Cette phrase qui conclut le manifeste permet de situer l’idéologie du hacker et surtout d’établir une certaine compréhension ou même psychologie de l’acteur, ici l’hacktiviste. Le Manifeste est en quelque sorte un code de conduite ou même d’honneur.
Voici certains critères exhaustifs (réécrits afin de comprendre) concernant les règles que le hacker doit suivre par le biais du Manifeste:

-          Un hacktiviste est égal à un autre, et son comportement est basé sur la curiosité et la recherche de la connaissance. Il s’appuie sur la technologie de pointe pour créer ses réseaux.
-          Ils s’appuient sur leur savoir-faire technologique et leurs analyses politiques.  Ce sont donc des virtuoses de la technologie et de l’activisme politique en « hackant » des sites contraire à leur éthique.
-          La recherche de la liberté totale dans la société réelle.
-          Une confiance totale dans la machine (ordinateur). L’Homme étant la source principale des erreurs commises.
-          S’instruire en cherchant un autre moyen que les institutions scolaires.
Pour l’anecdote, le nom hacker se revendique également par l’Histoire. Le terme fut inventé par les amérindiens Navajos pendant la seconde guerre mondiale lors du conflit dans le Pacifique. La langue navajos était difficile à comprendre pour les japonais, ces indiens furent donc les premiers « hackers » soit les « code talkers ». Il y a aussi une grande dimension de liberté dans cette définition ; l’action d’hacker est en fait l’action d’exercer son intellect et de créer des idées avec une liberté totale[2].

La mission qu’ils se sont donnés est souvent la même, la recherche de la vérité en infiltrant des réseaux et en pratiquant la désobéissance civile.

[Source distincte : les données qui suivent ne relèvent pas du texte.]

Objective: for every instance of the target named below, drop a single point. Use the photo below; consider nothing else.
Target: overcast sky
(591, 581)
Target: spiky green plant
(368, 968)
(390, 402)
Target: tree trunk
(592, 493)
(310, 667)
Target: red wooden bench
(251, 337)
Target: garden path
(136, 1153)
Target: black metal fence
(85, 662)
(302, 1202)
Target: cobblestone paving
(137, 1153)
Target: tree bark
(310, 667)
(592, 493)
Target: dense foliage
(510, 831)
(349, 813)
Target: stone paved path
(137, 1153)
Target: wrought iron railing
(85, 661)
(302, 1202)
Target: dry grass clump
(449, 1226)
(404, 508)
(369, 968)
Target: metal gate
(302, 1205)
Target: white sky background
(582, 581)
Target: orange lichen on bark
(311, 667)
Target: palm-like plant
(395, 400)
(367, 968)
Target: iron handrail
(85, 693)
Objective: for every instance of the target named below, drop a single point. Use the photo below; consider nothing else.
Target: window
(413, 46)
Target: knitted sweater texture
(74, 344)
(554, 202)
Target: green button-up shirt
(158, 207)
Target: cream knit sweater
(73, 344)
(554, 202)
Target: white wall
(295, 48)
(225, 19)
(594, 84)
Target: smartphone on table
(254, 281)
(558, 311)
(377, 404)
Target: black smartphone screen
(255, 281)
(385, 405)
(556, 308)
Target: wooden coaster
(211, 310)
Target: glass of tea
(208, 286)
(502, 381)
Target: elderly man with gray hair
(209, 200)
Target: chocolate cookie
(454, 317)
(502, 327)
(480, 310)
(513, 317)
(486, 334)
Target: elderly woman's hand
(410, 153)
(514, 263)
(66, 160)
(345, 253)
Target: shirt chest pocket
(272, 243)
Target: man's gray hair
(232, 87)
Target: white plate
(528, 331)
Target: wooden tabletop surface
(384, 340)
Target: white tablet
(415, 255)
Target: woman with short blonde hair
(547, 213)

Les hackers sont à l'origine de l'internet que nous connaissons actuellement, retravaillé à partir des travaux de Roberts et Thomas Merill dans les années 1960 aux Etats-unis[3]. A force de pousser toujours plus loin leurs investigations à l'intérieur des systèmes informatiques, ils n'ont fait que les améliorer. Les hacktivistes, par ailleurs, arrivent grâce à la toile à s'organiser et à se regrouper beaucoup plus efficacement qu'auparavant. C’est dans ce cas de figure que l’hacktivisme politique réunit la culture d’ « hacker » et l’engagement politique ; on en repère les premières traces dans les années 80 avec des groupes comme le Chaos Computer Club, qui pénétra des systèmes informatiques gouvernementaux afin de dénoncer les risques de "big brotherisation" de la société de l'information.
Cependant il existe deux « familles » de hackers dans le monde informatique. Ils se dénomment « white hats » et « black hats ». Comme leurs noms l’indiquent, il y a les blancs et les noirs, soit le coté clair et le coté obscur… Cette vision manichéenne détermine leurs ambitions ou même leurs valeurs. Toutefois, ces deux catégories d’hackers trafiquent les systèmes informatiques allant jusqu'à découvrir des vulnérabilités qui n'existaient pas jusque-là. Leurs démarche est semblable mais leurs principes sont différents[4].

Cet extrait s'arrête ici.